On a different note, If I were to backseat-drive for a minute :) the first thing I'd rant about is how attractive modern JITs need trivial ways to verify code correctness, both online (how exactly was *this* specific generated code constructed - so, straightforward logging) but also (and particularly) offline (humans staring at the JIT source code and mentally stepping through its behavior - and succeeding (miracles!!) because the code is small and comprehensibly architected). If the JIT was implemented in such a straightforward manner, end users wanting to run potentially malicious user-supplied code with high performance in potentially security-sensitive settings might be attracted to the project. (Mike Pall made bank for a while while CloudFlare was using LuaJIT for its WAF*... ahem...)

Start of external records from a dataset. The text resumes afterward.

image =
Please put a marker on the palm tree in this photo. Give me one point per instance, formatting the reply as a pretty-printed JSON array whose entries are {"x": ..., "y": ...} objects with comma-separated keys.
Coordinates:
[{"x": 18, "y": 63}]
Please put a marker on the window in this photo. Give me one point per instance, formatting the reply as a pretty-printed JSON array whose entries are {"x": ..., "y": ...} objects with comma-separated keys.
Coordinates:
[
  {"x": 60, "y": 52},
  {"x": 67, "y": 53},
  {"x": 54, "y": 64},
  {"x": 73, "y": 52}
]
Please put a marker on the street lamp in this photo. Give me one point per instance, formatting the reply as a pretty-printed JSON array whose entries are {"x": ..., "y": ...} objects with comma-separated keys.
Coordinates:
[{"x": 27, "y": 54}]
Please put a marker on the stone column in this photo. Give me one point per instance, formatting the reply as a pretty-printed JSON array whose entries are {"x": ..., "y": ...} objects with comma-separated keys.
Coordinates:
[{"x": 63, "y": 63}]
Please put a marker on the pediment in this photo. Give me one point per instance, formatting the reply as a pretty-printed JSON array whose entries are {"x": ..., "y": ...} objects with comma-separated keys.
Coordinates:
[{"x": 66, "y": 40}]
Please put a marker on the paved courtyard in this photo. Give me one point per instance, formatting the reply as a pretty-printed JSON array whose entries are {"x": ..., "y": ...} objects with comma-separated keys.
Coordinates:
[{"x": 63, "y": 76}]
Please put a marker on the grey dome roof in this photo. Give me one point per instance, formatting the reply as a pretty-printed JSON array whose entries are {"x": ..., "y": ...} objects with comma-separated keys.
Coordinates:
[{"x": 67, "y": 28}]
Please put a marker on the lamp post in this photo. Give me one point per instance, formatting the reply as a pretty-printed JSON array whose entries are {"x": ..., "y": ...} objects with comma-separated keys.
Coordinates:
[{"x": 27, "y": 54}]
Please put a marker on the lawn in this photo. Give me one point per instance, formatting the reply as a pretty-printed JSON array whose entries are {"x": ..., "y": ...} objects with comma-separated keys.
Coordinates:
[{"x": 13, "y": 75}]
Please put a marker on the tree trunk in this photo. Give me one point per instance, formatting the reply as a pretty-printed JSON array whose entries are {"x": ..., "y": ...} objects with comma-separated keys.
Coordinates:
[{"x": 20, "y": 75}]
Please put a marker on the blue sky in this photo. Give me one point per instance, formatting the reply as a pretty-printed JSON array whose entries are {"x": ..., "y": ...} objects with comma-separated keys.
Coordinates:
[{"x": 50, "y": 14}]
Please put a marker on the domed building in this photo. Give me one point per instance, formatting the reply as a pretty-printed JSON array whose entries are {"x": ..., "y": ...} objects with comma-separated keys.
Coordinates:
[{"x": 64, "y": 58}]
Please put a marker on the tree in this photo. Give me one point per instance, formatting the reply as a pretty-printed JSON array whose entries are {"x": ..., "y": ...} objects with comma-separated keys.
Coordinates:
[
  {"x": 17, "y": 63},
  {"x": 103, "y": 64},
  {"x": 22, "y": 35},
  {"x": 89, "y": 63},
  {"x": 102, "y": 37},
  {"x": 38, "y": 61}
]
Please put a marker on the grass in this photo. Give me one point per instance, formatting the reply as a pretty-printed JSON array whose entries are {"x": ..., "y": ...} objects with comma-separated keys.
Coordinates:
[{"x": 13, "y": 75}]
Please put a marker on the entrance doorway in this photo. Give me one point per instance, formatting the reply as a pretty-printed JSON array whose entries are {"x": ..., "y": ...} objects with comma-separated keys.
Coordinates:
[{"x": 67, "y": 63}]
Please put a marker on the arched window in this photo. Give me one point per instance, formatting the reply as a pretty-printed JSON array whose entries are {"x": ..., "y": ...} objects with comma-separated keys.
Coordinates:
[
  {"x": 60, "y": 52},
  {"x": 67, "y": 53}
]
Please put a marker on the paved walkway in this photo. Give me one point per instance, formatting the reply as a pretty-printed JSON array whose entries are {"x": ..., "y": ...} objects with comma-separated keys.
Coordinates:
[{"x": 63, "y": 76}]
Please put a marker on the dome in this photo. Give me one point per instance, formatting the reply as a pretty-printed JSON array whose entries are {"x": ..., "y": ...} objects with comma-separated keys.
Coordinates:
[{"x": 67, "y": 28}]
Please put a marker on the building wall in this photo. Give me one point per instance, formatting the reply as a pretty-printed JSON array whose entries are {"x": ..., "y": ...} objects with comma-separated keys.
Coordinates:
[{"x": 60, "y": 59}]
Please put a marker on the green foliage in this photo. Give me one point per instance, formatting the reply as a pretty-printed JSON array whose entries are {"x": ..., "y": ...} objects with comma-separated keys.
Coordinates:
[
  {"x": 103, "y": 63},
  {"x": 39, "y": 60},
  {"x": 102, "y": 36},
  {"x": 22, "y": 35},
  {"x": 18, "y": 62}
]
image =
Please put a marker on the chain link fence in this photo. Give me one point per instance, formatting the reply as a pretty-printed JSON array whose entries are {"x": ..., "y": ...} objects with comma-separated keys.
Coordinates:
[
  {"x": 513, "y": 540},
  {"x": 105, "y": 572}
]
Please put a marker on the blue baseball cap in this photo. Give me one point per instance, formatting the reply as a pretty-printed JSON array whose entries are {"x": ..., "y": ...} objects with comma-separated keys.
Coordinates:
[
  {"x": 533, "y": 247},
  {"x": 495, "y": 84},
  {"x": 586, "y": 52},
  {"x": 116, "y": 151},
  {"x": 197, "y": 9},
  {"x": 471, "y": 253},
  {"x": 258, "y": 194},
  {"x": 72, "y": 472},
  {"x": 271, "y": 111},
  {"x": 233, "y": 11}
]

I came across this reference of how to break out of LuaJIT 2.1 (2015) a while back: https://www.corsix.org/content/malicious-luajit-bytecode - and every time I take a look at the code I switch away from the tab :) (and sometimes step away from the computer for a minute :D). It's solely a demonstration of "this is how it would work", and clarifies that LuaJIT makes no sandbox guarantees about the code it executes, but reading through it, the amount of Stuff™ going on represents a surface area that to me (naively) seems just... like LuaJIT as a whole is generally too large to easily reason about from a security standpoint (oh yeah, besides being written in assembly language...). This might be inexperience speaking, but I can't help but wonder whether a smaller, simpler implementation might be able to implement a secure JIT; for all I know this might be an impossible P=NP pipe dream I haven't fully grasped yet, I guess what I'm trying to figure out is whether "small enough for non-100x programmers to mentally reason through" and "large enough to do a few practical things quickly" have practical overlap?

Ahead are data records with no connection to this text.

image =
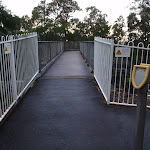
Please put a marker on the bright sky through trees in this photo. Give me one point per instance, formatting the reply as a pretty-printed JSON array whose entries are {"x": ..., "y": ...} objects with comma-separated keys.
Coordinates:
[{"x": 113, "y": 8}]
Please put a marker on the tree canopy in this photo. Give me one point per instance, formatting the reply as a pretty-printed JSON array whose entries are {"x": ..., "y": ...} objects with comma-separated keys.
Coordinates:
[{"x": 61, "y": 25}]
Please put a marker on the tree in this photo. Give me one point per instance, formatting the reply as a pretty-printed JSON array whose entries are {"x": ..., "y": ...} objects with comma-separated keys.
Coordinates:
[
  {"x": 117, "y": 28},
  {"x": 26, "y": 23},
  {"x": 139, "y": 22},
  {"x": 9, "y": 24},
  {"x": 95, "y": 23},
  {"x": 61, "y": 11}
]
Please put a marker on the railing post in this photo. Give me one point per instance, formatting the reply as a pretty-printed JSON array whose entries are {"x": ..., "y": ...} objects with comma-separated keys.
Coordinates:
[
  {"x": 110, "y": 72},
  {"x": 13, "y": 72}
]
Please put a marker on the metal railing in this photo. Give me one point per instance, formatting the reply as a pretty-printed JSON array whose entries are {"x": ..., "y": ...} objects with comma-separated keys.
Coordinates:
[
  {"x": 19, "y": 66},
  {"x": 103, "y": 59},
  {"x": 87, "y": 51},
  {"x": 113, "y": 74},
  {"x": 72, "y": 46},
  {"x": 49, "y": 50},
  {"x": 122, "y": 91}
]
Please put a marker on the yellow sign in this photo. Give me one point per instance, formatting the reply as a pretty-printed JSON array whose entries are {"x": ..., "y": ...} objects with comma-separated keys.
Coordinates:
[
  {"x": 122, "y": 52},
  {"x": 118, "y": 52},
  {"x": 7, "y": 48}
]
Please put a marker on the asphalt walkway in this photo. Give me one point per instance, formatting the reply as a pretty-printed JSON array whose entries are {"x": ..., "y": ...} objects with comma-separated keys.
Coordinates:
[{"x": 64, "y": 111}]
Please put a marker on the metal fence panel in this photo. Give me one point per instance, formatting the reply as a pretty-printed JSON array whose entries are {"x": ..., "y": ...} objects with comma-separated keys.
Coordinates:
[
  {"x": 18, "y": 68},
  {"x": 103, "y": 56},
  {"x": 72, "y": 46},
  {"x": 87, "y": 51},
  {"x": 48, "y": 50},
  {"x": 122, "y": 92}
]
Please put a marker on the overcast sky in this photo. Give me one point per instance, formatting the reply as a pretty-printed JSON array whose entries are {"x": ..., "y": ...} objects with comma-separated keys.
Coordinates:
[{"x": 113, "y": 8}]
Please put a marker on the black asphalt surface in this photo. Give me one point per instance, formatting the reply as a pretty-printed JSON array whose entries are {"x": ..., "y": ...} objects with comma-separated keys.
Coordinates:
[{"x": 68, "y": 114}]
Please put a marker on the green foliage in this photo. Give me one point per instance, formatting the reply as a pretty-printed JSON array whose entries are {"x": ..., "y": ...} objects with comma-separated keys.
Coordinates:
[
  {"x": 95, "y": 23},
  {"x": 117, "y": 28},
  {"x": 139, "y": 22},
  {"x": 9, "y": 24}
]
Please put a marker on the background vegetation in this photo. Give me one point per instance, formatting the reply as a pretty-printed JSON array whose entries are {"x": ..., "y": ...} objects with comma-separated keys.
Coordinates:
[{"x": 60, "y": 24}]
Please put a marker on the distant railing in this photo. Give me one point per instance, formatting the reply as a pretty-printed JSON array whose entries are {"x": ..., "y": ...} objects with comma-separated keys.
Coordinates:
[
  {"x": 19, "y": 66},
  {"x": 87, "y": 51},
  {"x": 48, "y": 50},
  {"x": 72, "y": 46}
]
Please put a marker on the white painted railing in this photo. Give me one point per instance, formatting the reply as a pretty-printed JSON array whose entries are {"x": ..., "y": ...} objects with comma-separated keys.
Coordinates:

[* CloudFlare only ran internally-generated code through LuaJIT, for completeness. A VM+JIT that could safely run untrusted code would thus be even more interesting than LuaJIT was to CloudFlare, from a general perspective. ]

---

Something completely different that I randomly discovered recently and which I thought I'd idly mention is that JITs might seem to have a bit of a hard time on Android in certain obscure circumstances. I can't (yet) tell if this is LuaJIT-specific or "anything that's a JIT"-specific: KOReader (Android eBook reader, implemented entirely using LuaJIT - https://github.com/koreader/android-luajit-launcher) has a bunch of very scary magic Things™ it seems to need to do to make LuaJIT even work at all on Android (https://github.com/koreader/android-luajit-launcher/blob/mas...), due to a apparently-current issue causing issues across different domains (https://github.com/LuaJIT/LuaJIT/issues/285), which has been apparently cropping up going back years (https://www.freelists.org/post/luajit/Android-performance-dr... (2013)). KOReader has even nontrivially patched LuaJIT's C code in places (https://github.com/koreader/android-luajit-launcher/blob/bb0...) with purposes I am yet to fully understand (it might just be for debugging). I happened to be considering idly playing around with Lua on Android (currently fascinated with interpreted/JITed runtimes) and after stumbling on this I'm debating whether to use Lua instead, ha. I've been meaning to ask around on the LuaJIT list and wherever KOReader discusses stuff to learn more, after spending the time actually getting LuaJIT linked into an Android project and poking around. Haven't got to it yet. This could be an absolutely massive red herring that I'm going deer-in-headlights about because it just looks off-in-the-weeds, or potentially significant. It might also be absolutely irrelevant to not-LuaJIT pursuits, but as I noted I'm not (yet) experienced enough to tell.